At Fluxion, we’re passionate about delivering cell-based and cell-free solutions that facilitate the transformation of research discoveries into new ways to diagnose and treat patients. By characterizing molecular and cellular mechanisms of disease, Fluxion’s platforms help bridge the translational medicine gap, enabling rapid advances in disease research, drug discovery, and the development of diagnostic tests.
Liquid biopsies aim to identify clinically actionable information from cell-free DNA (cfDNA) and circulating tumor cells (CTCs), among other biomarkers. Such assays are economical with respect to solid biopsies, and they afford a non-invasive way of screening for disease and monitoring progression over time. However, analyzing data from liquid biopsies requires overcoming a number of technological and analytical hurdles imposed by the characteristically small amount of starting material.

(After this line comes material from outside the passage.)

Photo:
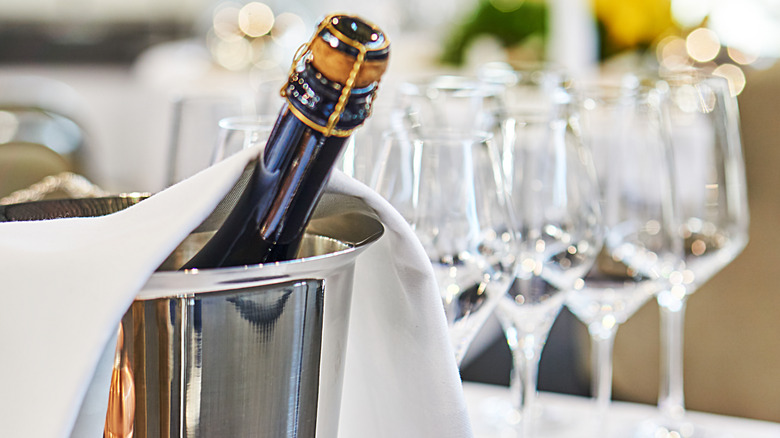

Here, we describe the application of the ERASE-Seq (Elimination of Recurrent Artifacts and Stochastic Errors) sequencing and analysis pipeline to cfDNA isolated from peripheral blood obtained from 348 lung cancer patients. ERASE-Seq leverages Molecular Amplification Pools (MAPs) and a background-aware error-identification approach to confidently identify low-frequency variants from cfDNA datasets using amplicon panels without unique molecular identifiers (UMIs, or molecular barcodes). To assess performance, we compare results to droplet digital PCR (ddPCR), and orthogonal approach commonly used to identify low-frequency variation.
We find that ERASE-Seq has excellent sensitivity (98.5%) and specificity (98.9%) when compared to ddPCR in clinical samples. We identify a number of actionable results, including canonical EGFR mutations that confer sensitivity to tyrosine kinase inhibitors. In 13% of cases, we identify mutations not found by ddPCR due to a larger target space and greater sensitivity for indels. We identify actionable mutations in the absence of tissue data (96) and cases where resistance variants are emerging upon progression (5%). Furthermore, we are able to classify mutations traditionally associated with clonal hematopoiesis (CH) with high confidence, which are known to become more prevalent with age and are associated with the development of blood cancers.
We demonstrate the clinical utility of the ERASE-Seq approach in accurately detecting actionable mutations from cfDNA samples from lung cancer patients. Additionally, we identify low-frequency CH-associated mutations that could be associated with the onset of future cancers, providing promising results for ERASE-Seq's utility in future diagnostic assay development.